A careful perusal shows a greatly abbreviated narrative about Ralph Hoffmann in the second and third edition to only one sentence in length. Whereas in the first edition of 1941, there were four sentences. Secondly, the part of the quotation that discusses that the two handbooks by Hoffmann and Peterson "could be most effectively used as a companion piece" was eliminated by Peterson. Thirdly, the compliment about Hoffmann's talent at description of the voices of the birds and their habitats were completely removed by Peterson. One wonders why of course?
Thus far, I have discovered two additional birding books that have acknowledged Ralph Hoffmann in the last 20 years. They are a book on warblers of North America by Dunn and Garrett (1997) and another book on shorebirds of the Pacific Northwest by Paulson (1993). These two books are a clear indication that the importance and influence of Ralph Hoffmann continued into a new generation of birders and that the torch of influence of Ralph Hoffmann lives on.
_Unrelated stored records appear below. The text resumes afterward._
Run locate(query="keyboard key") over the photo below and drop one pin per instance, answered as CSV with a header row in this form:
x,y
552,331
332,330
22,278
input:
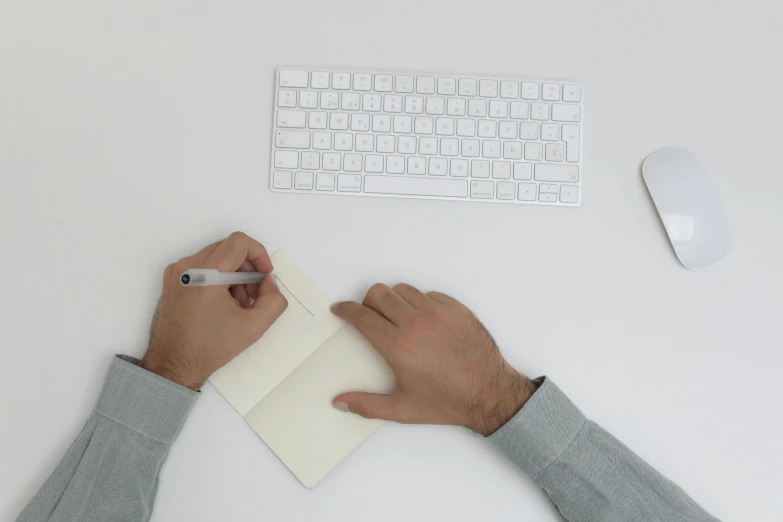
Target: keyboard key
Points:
x,y
526,191
281,179
466,87
322,140
392,103
523,171
501,170
572,93
498,109
456,107
425,85
471,148
435,105
488,129
395,165
292,139
519,110
570,134
459,168
529,91
311,160
534,151
362,82
329,100
550,92
479,169
414,104
539,111
506,190
554,151
373,163
352,162
406,186
324,181
444,126
343,141
403,84
428,145
303,181
509,89
381,123
291,119
286,98
528,131
383,82
550,132
512,150
406,144
449,147
558,173
438,167
371,102
349,183
417,166
423,125
488,88
403,124
341,81
477,108
447,86
332,160
562,112
569,194
508,130
350,101
338,121
482,189
319,80
308,100
490,149
287,159
290,78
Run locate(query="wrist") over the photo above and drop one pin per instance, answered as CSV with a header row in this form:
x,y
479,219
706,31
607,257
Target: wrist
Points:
x,y
504,400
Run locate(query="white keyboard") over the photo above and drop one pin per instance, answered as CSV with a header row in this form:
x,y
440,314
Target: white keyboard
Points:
x,y
437,136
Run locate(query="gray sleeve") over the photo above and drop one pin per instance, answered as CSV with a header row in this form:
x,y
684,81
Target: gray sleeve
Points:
x,y
587,473
111,470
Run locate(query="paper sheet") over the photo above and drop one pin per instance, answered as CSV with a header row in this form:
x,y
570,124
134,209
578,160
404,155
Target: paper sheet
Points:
x,y
283,385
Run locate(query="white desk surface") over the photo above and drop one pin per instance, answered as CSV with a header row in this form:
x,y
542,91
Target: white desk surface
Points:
x,y
133,133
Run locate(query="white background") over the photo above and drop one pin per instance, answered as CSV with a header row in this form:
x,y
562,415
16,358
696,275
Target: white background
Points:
x,y
133,133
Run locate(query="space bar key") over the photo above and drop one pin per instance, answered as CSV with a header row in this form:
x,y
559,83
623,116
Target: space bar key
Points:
x,y
450,188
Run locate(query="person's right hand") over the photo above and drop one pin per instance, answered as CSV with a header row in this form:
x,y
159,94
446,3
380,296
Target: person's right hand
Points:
x,y
448,368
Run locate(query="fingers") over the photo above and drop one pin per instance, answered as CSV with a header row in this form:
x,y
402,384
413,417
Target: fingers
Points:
x,y
372,325
377,406
237,248
388,303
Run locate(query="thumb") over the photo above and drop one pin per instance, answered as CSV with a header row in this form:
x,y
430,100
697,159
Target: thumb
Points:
x,y
269,305
375,406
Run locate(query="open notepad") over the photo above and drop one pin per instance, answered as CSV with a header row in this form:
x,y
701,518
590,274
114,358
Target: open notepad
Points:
x,y
284,384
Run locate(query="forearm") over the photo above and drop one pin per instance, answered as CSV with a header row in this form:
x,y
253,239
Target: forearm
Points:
x,y
111,470
588,474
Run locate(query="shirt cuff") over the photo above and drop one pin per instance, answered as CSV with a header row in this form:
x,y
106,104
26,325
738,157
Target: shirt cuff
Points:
x,y
539,433
143,401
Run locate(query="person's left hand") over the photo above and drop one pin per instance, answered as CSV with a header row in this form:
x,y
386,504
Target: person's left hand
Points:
x,y
197,330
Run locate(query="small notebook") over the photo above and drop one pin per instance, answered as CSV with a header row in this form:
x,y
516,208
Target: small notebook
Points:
x,y
284,384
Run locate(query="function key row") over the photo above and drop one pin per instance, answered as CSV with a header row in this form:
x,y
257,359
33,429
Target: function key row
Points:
x,y
446,86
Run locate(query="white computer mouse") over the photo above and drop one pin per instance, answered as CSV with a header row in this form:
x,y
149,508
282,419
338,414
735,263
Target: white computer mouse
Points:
x,y
689,207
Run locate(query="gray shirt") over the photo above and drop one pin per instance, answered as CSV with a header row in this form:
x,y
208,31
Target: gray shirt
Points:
x,y
111,471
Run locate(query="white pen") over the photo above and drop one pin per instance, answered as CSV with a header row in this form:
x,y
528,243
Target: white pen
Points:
x,y
212,277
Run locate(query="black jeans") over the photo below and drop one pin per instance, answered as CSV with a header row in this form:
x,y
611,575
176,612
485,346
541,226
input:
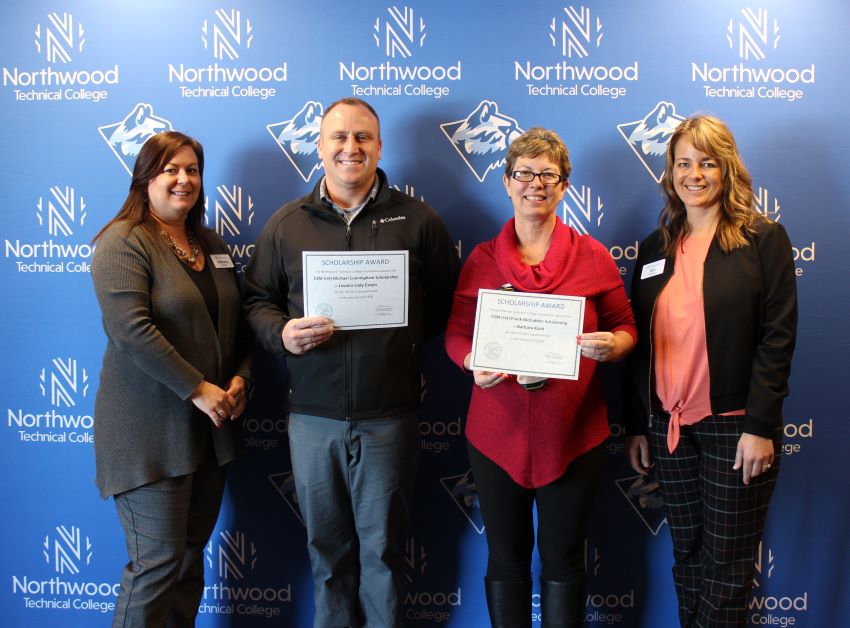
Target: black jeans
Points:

Wouldn't it be nice to bring Hoffmann's classic 1927 back in print again? As Peterson suggested, his own handbook could "be most effectively used as a companion piece" to Hoffmann's guide. And it would be nice for Hoffmann's classic to be in print for history, nostalgia, and for educators and scientists to utilized for some deep ecology in California. This brief biography and history article forms part of a larger study as a biography and history project into the 'life and times' of Ralph Hoffmann. And it is also a greater project that is being completed in conjunction with a comparative history of birding and floristic field work by Ralph Hoffmann in Berkshire County and Santa Barbara County. There are overtones for understanding environmental history and the history of natural history in Massachusetts and California. In a very real sense, it is an ambitious project of historical geography, the history of ecology, and biogeography of two microcosms in the United States.